Jack risked a peek at James's face, but he was shut up inside his head again. So Jack closed his eyes and listened to the sound of rain starting up again, just a shower from the sound of the drops tapping against that window that wouldn't open. He kind of wished it did so he could get some air. But if he lay very still, it wasn't at all like this thing could suffocate him. He would lay still and breathe evenly and wait to see what James would say.

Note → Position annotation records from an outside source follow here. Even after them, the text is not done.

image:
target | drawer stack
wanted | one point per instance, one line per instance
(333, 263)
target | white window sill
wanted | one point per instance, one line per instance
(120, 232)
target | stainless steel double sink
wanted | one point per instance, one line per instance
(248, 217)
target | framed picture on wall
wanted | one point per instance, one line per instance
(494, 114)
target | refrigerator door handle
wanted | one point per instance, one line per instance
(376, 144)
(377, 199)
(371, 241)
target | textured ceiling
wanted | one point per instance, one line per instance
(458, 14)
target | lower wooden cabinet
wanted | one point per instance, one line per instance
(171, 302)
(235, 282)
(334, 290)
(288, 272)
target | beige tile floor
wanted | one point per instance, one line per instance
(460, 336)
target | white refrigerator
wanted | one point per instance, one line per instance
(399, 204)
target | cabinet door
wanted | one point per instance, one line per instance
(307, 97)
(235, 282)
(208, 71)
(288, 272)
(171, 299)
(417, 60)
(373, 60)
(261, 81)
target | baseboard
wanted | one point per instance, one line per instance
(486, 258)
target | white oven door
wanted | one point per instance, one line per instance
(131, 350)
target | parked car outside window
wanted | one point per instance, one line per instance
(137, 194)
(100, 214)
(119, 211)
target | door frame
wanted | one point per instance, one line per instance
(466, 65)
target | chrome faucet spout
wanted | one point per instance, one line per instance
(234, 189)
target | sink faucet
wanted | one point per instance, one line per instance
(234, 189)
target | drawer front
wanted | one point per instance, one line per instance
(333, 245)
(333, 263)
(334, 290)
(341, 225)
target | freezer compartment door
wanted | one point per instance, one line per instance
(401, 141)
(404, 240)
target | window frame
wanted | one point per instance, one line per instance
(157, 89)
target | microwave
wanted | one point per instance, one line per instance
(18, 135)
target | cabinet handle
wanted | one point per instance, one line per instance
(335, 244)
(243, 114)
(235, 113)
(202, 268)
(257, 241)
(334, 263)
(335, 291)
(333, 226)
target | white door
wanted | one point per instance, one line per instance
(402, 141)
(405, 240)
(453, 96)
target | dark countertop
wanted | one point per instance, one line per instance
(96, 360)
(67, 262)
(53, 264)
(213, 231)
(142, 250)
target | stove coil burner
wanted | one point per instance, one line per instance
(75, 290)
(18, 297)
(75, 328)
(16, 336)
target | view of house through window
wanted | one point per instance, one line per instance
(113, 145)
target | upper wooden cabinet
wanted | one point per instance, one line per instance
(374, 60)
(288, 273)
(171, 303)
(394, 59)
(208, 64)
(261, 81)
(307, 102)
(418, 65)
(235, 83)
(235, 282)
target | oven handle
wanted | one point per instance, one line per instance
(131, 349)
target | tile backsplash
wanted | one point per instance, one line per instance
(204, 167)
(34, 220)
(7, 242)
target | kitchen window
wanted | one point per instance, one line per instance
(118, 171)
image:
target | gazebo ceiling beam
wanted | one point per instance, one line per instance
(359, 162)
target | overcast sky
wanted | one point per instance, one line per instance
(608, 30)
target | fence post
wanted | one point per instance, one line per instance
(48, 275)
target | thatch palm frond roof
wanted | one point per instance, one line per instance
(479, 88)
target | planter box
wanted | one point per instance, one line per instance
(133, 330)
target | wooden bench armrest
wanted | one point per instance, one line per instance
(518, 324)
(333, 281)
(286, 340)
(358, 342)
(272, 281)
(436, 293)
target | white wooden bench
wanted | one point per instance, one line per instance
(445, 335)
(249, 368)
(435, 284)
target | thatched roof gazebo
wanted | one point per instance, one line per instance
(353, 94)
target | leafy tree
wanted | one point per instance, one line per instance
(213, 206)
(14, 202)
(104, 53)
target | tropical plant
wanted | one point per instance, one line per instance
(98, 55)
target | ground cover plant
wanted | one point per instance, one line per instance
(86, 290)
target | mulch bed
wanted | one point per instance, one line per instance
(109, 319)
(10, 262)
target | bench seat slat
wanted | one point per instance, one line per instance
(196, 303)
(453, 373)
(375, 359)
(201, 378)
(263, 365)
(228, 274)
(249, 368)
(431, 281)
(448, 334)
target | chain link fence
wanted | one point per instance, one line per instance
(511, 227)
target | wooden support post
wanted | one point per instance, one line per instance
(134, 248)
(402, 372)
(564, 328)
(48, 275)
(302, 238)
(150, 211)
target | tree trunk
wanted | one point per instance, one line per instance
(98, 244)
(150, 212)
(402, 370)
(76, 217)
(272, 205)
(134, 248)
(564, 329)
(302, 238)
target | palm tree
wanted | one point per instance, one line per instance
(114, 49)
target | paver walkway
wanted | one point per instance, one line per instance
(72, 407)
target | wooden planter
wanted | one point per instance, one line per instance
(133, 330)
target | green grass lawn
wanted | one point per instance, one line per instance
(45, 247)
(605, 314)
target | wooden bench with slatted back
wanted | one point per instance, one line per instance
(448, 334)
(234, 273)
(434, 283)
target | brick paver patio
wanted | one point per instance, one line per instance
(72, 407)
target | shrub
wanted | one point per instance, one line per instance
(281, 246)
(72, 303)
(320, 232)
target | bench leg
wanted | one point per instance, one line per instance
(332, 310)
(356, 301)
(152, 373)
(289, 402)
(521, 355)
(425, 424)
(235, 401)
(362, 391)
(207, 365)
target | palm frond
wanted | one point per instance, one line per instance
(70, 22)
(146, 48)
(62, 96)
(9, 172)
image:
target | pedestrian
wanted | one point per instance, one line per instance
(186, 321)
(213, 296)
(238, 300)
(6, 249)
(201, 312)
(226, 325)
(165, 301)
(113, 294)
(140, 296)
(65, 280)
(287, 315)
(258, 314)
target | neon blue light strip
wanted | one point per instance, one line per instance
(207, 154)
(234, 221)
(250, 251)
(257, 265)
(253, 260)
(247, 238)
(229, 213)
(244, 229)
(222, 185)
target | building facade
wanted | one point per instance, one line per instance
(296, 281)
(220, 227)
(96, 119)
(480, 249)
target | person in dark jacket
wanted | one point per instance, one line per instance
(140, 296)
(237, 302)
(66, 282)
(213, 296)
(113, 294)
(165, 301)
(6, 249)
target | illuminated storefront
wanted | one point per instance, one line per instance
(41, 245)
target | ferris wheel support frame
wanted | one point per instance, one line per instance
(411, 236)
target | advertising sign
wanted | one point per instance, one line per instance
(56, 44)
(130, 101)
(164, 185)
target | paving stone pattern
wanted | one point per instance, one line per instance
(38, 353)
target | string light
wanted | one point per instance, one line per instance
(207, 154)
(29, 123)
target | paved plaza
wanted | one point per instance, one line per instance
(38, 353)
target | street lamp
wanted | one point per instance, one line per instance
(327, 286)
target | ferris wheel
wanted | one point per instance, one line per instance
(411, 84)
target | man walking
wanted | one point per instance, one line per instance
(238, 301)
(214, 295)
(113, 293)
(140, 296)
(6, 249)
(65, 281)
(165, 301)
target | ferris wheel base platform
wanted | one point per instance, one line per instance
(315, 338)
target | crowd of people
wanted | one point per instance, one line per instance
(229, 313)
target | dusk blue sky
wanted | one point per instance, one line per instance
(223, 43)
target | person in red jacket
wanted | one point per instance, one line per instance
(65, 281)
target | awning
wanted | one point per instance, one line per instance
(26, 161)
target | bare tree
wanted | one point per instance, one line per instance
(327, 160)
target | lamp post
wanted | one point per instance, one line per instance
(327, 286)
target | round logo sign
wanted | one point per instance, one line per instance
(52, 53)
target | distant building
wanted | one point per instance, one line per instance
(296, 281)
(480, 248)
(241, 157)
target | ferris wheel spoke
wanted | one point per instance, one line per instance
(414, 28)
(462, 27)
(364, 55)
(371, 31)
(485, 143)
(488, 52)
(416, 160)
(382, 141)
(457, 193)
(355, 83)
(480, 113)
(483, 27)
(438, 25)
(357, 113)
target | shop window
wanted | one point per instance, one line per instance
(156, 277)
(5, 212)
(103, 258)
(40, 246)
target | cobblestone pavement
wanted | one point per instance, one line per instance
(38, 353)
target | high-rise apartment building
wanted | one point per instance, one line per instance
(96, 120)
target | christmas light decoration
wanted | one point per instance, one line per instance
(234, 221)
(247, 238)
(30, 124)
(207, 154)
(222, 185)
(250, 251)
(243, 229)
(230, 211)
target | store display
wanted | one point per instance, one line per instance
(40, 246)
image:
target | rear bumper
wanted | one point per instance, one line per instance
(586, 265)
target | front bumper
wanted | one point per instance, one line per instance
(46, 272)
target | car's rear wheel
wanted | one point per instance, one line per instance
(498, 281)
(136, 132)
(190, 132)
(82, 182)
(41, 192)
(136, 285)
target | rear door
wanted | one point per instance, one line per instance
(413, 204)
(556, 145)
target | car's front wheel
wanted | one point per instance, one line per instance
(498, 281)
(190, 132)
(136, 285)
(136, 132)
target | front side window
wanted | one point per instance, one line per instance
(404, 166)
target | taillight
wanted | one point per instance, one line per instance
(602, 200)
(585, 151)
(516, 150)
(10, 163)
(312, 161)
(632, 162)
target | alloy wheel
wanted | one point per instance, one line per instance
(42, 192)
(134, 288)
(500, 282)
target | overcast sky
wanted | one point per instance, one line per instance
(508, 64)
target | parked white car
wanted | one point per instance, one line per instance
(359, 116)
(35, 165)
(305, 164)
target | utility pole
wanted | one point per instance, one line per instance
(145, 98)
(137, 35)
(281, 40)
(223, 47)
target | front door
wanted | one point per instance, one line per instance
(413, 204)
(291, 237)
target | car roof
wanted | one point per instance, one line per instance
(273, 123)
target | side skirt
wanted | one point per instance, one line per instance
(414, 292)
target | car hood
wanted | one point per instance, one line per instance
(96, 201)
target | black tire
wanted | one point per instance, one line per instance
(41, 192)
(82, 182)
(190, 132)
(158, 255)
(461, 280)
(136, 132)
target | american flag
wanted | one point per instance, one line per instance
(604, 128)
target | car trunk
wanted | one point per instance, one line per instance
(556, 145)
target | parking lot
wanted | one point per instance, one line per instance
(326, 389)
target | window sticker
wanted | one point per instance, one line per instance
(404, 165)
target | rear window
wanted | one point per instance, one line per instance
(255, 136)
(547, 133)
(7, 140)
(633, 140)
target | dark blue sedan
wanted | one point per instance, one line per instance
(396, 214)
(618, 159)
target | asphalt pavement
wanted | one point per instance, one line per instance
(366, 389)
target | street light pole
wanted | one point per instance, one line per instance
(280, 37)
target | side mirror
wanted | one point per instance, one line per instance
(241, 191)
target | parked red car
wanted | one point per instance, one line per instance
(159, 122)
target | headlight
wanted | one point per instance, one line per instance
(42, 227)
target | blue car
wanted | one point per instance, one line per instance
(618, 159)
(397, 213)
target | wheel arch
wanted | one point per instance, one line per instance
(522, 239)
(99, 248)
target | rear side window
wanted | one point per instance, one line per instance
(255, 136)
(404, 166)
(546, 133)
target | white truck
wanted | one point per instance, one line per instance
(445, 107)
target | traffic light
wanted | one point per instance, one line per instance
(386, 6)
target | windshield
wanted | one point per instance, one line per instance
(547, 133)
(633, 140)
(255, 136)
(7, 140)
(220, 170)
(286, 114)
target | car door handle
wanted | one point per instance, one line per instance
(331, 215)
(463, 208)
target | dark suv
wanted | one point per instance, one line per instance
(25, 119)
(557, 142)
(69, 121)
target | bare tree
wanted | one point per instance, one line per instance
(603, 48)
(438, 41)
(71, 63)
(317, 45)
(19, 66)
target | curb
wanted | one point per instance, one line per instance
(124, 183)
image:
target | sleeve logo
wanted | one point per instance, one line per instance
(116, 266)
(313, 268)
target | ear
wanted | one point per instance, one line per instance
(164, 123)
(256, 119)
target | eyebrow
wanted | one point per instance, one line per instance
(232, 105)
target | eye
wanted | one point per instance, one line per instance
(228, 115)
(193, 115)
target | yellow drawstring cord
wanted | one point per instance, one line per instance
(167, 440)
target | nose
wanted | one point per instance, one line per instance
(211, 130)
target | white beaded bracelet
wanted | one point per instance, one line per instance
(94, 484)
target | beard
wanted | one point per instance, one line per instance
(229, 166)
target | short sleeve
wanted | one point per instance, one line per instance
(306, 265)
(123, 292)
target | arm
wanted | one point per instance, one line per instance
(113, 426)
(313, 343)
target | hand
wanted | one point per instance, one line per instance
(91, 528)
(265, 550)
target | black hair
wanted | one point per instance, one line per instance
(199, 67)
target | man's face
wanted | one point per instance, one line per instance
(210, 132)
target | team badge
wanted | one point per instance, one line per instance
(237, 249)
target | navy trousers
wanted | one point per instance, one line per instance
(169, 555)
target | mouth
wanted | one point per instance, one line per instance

Jack was still lying there with his eyes closed when James began speaking again.
"I have this friend," he said. "I haven't ever been sure if he is or not. Didn't used to bother me, but now it makes me kinda nervous to be around him. I think that's why I mostly avoid him now."
"Then why are you here?"
"Didn't say why it made me nervous, now, did I?"
Jack's eyes snapped open and he had to resist the urge to roll over and unabashedly stare at the man.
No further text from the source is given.